Das war zu viel für eine Vierundzwanzigjährige.
Und dann fiel es ihr ein. Heute war ihr Geburtstag. Sie war jetzt fünfundzwanzig. Fünfundzwanzig und ging auf die siebzig zu, falls die Müdigkeit ihres Körpers ein Anzeichen dafür war.
Sie hörte die Türangeln quietschen, als ihre Schlafzimmertür geöffnet wurde, das Kratzen von Krallen aufdem Parkettboden. Ein Satz, ein Schlag und dann ein fröhliches Grunzen. Diedre roch den Hundeatem und spürte eine warme Zunge an ihrer Wange und ihrem Ohr.
Sie stöhnte erneut, öffnete die Augen und rappelte sich hoch. „Ist ja schon gut, Sugarbear; nicht so stürmisch, mein Mädchen. Ich stehe ja auf."
Der Hund spielte mit dem Laken, bohrte sein Maul in Diedres Hand. Sie spürte, wie eine Welle der Zuneigung von ihr Besitz ergriff. Der kleine Hund, eine Mischung aus einem Cockerspaniel und einem Lhasa, war eine typische Blondine - nicht die hellste Glühbirne im Leuchter, aber sehr liebevoll und loyal. Und trotz Missbrauch und Vernachlässigung durch die vorherigen Besitzer war das Tier mit einer Veranlagung gesegnet, die jeden anderen Hund wie einen Brummbären erscheinen ließ. Sie lebte jetzt schon zehn Jahre bei ihnen und egal wie Diedres emotionale Verfassung auch war, sie konnte immer darauf zählen, dass Sugarbear sie zum Lächeln bringen würde. Sie war ein Antidepressivum auf Pfoten.
Die Schlafzimmertür wurde noch etwas weiter geöffnet und ein faltiges braunes Gesicht tauchte im Türrahmen auf. „Bist du wach, Liebes?"
„Jetzt schon." Diedre stopfte sich ein Kissen in den Rücken, schob Sugarbear etwas zur Seite und winkte Vesta Shelby herein. Vesta war schon seit Jahren bei den McAlisters und Diedre betete sie regelrecht an. Für ein kleines Mädchen, das als Einzelkind aufgewachsen war, stellte Vesta eine ewige, scheinbar unerschöpfliche Quelle bedingungsloser Liebe und unkritischer Akzeptanz dar.
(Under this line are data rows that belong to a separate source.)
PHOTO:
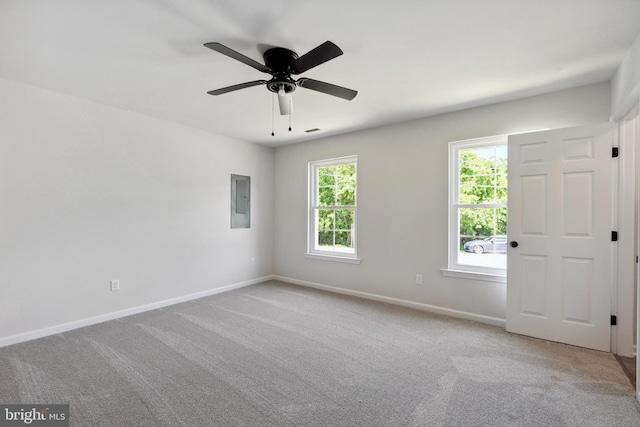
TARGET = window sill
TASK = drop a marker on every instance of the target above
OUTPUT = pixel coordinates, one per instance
(486, 277)
(334, 258)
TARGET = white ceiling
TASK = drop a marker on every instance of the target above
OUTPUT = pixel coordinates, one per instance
(407, 58)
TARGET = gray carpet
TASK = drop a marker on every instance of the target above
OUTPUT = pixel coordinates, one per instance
(280, 355)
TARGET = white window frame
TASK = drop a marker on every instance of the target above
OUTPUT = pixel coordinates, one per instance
(456, 269)
(312, 235)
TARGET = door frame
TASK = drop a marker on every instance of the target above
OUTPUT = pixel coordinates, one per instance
(626, 203)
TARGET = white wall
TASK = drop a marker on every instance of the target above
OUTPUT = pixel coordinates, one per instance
(625, 84)
(90, 193)
(402, 200)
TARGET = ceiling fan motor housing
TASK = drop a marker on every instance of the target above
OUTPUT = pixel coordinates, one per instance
(279, 60)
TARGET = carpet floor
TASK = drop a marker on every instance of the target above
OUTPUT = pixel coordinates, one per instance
(280, 355)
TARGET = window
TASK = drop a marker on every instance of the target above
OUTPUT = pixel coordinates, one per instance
(478, 206)
(332, 209)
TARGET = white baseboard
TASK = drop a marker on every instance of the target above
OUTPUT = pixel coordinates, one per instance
(57, 329)
(417, 305)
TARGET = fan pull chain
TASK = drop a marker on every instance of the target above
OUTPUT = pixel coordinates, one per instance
(290, 110)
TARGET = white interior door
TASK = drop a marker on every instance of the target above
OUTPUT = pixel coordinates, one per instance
(559, 277)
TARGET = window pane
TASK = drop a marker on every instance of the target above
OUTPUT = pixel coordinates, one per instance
(344, 219)
(325, 239)
(327, 176)
(343, 240)
(326, 220)
(327, 196)
(346, 195)
(334, 223)
(482, 237)
(346, 174)
(483, 175)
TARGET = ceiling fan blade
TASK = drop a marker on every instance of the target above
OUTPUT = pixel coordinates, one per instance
(236, 87)
(285, 103)
(237, 56)
(328, 88)
(321, 54)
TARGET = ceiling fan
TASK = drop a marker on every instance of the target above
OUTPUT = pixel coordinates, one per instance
(281, 63)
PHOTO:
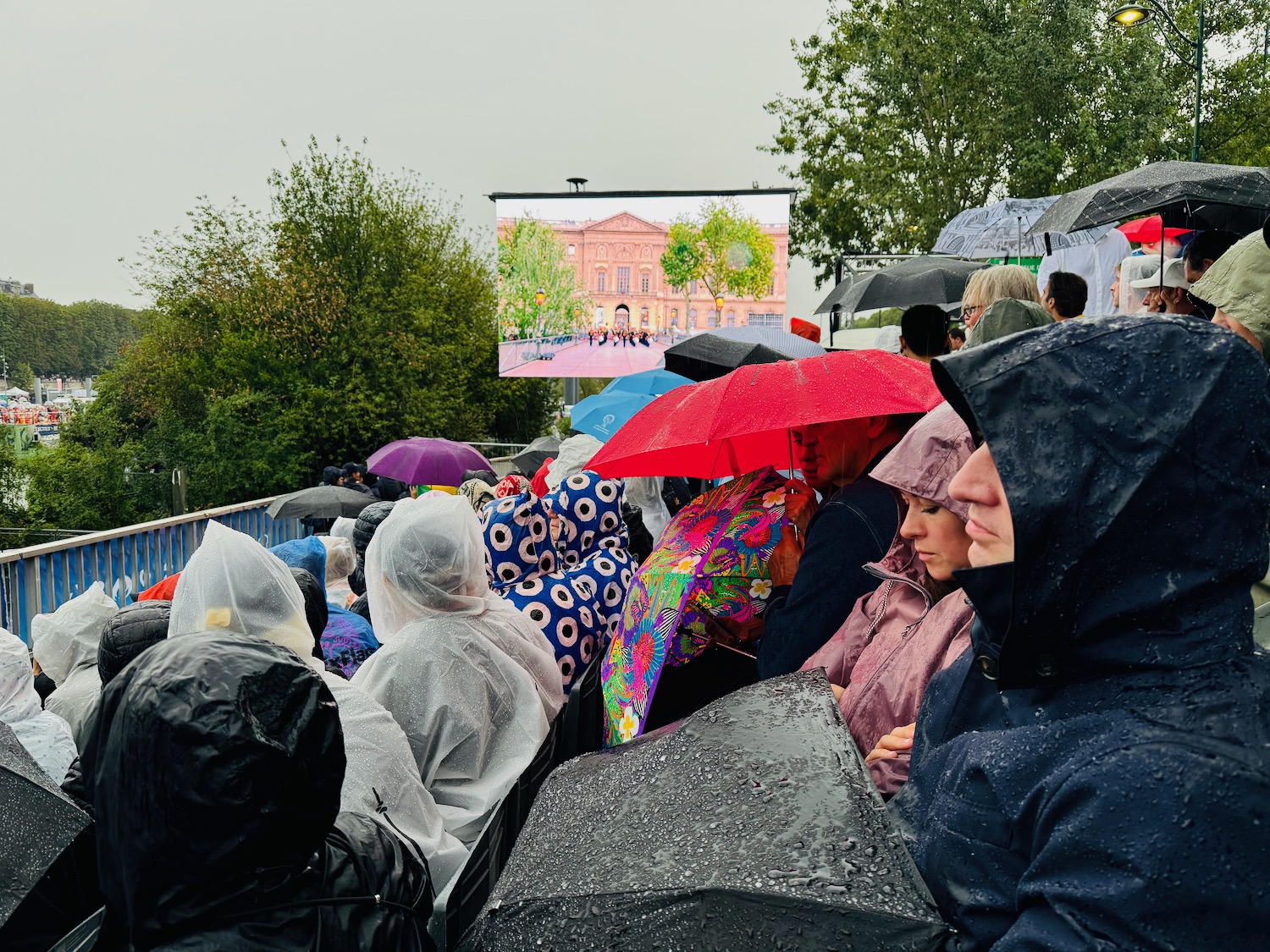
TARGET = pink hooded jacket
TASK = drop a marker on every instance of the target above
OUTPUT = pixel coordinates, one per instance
(898, 636)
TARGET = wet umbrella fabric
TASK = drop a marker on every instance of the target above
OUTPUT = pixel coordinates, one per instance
(654, 382)
(531, 459)
(751, 824)
(1176, 190)
(710, 564)
(1000, 230)
(718, 352)
(741, 423)
(427, 461)
(319, 503)
(927, 279)
(38, 820)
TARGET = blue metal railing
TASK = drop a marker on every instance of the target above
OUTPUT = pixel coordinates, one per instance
(38, 579)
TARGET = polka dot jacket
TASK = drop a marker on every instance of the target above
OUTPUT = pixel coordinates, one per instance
(572, 586)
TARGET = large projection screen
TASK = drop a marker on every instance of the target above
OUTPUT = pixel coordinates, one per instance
(622, 276)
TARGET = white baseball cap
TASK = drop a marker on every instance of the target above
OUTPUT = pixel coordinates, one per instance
(1173, 276)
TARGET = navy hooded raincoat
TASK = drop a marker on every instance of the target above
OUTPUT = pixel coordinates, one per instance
(1095, 771)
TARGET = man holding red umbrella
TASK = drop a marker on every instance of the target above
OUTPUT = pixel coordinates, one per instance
(820, 575)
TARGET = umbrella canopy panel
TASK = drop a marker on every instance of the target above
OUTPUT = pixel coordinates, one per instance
(1176, 190)
(1001, 230)
(751, 824)
(927, 279)
(319, 502)
(741, 423)
(40, 822)
(718, 352)
(604, 414)
(531, 459)
(427, 461)
(655, 382)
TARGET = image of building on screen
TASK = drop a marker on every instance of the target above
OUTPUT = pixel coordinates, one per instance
(617, 264)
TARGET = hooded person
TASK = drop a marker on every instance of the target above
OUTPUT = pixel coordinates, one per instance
(363, 531)
(215, 773)
(233, 584)
(561, 561)
(46, 736)
(1091, 773)
(452, 664)
(1239, 286)
(65, 645)
(129, 632)
(917, 621)
(572, 459)
(340, 563)
(1008, 316)
(1135, 268)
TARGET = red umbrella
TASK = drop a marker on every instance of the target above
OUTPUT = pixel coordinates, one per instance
(426, 461)
(741, 423)
(1148, 230)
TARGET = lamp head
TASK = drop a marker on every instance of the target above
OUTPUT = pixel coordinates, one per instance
(1132, 15)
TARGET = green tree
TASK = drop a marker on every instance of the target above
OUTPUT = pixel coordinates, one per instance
(681, 261)
(916, 111)
(724, 249)
(531, 256)
(22, 376)
(356, 311)
(65, 339)
(1236, 112)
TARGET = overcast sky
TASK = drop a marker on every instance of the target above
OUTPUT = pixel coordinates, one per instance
(119, 113)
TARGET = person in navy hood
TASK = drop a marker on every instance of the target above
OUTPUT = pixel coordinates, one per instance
(1094, 772)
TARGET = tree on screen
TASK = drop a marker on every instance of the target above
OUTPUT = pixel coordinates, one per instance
(531, 256)
(724, 249)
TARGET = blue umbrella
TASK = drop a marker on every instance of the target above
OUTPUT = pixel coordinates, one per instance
(655, 382)
(604, 414)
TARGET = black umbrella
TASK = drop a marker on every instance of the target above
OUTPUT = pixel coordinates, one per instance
(38, 822)
(1186, 195)
(721, 350)
(751, 824)
(531, 459)
(319, 503)
(929, 279)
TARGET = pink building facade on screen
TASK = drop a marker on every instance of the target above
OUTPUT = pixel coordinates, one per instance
(619, 261)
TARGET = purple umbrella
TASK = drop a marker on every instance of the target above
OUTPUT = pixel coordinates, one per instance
(426, 461)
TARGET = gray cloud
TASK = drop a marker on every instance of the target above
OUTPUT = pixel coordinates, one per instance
(119, 114)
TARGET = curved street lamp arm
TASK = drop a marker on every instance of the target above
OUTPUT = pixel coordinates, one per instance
(1168, 18)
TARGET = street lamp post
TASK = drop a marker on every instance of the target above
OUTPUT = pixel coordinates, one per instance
(1138, 13)
(538, 299)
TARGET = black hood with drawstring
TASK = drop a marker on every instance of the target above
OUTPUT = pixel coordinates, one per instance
(1095, 771)
(215, 771)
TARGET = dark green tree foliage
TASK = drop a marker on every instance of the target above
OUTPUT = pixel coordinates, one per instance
(916, 111)
(64, 339)
(357, 311)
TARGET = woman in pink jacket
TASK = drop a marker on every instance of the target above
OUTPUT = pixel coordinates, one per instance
(917, 621)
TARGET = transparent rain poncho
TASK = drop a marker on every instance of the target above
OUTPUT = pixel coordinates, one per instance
(46, 736)
(234, 584)
(65, 645)
(574, 454)
(427, 561)
(645, 494)
(1135, 268)
(454, 663)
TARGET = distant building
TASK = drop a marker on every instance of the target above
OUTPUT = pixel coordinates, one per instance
(619, 261)
(8, 286)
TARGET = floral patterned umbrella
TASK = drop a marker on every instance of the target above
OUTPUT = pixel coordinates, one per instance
(710, 565)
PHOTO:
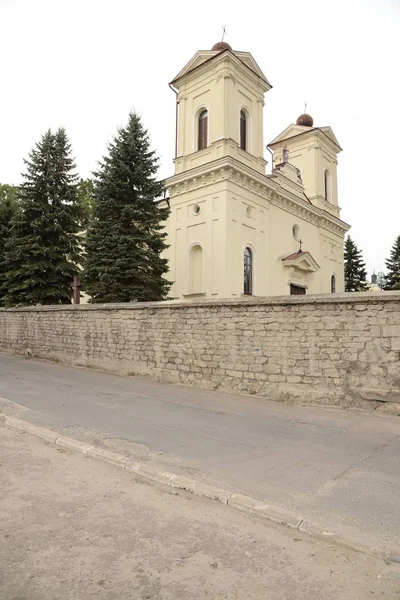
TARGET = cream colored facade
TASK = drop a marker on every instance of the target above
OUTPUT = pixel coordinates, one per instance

Die gebückt gehende alte Frau schlurfte mit einem
Tablett ins Zimmer, auf dem sich Rühreier mit Schinken und Diedres Lieblingsgericht, „Arme Ritter" mit Zucker und Zimt türmten.
„Was ist das?"
„Dein Geburtstagsfrühstück natürlich." Vesta stellte das Tablett auf Diedres Schoß und ließ sich auf dem Stuhl neben ihrem Bett nieder. „Du denkst doch wohl nicht, die alte Vesta würde deinen Geburtstag vergessen."
„Um ehrlich zu sein, ich wünschte, die Leute würden ihn tatsächlich vergessen. Irgendwie ist mir nicht nach Feiern zu Mute."
„Das meinst du doch nicht ernst, Liebes. Dass deine Mutter krank ist, bedeutet doch nicht, dass du aufhörst zu leben."
„Wie geht es Mama heute Morgen?"
„Immer gleich, denke ich. Iss jetzt dein Frühstück, bevor es kalt wird."
„Vielleicht sollte ich..." Diedre warf die Decke zurück und wollte aufstehen.
„Du kannst sie nicht gesund machen, indem du dich sorgst", sagte Vesta mit fester Stimme. „Ich habe ihr vor einer Stunde ihre Arznei gebracht. Sie wird noch eine Weile schlafen. Und jetzt iss."
Diedre hielt inne, dann schob sie die Hälfte der Eier auf den Teller mit dem gebackenen Weißbrot und teilte ihr Frühstück so auf, dass zwei davon satt werden konnten. „Du wirst mir doch helfen, das alles hier aufzuessen, nicht?"
Vesta zog sich den Stuhl näher an das Bett heran und nahm den Teller, den Diedre ihr hinhielt. „Ich kann kaum glauben, dass mein Baby schon fünfundzwanzig Jahre alt ist." „Ich bin schon einige Zeit kein Baby mehr, Vesta."
Die alte Frau lächelte und zwinkerte ihr zu. „Du wirst immer mein Baby bleiben. Das solltest du doch mittlerweile wissen." Sie hob den Zeigefinger und drohte dem Hund. „Runter vom Bett, Sugarbear", befahl sie mit strenger Stimme. „Du darfst das nicht fressen."
Doch Sugarbear rückte nur noch näher an Diedre heran, verhielt sich ganz still und sah sie mit treuem Hundeblick an. „Nur ein kleines Stück", sagte Diedre und zerteilte ein Stück gebratenen Speck. Der Hund wackelte erwartungsvoll mit dem Schwanz.
„Das ist nicht gut für sie."
„Es ist auch für mich nicht gut, wenn man es genau nimmt. Aber ich werde es trotzdem essen."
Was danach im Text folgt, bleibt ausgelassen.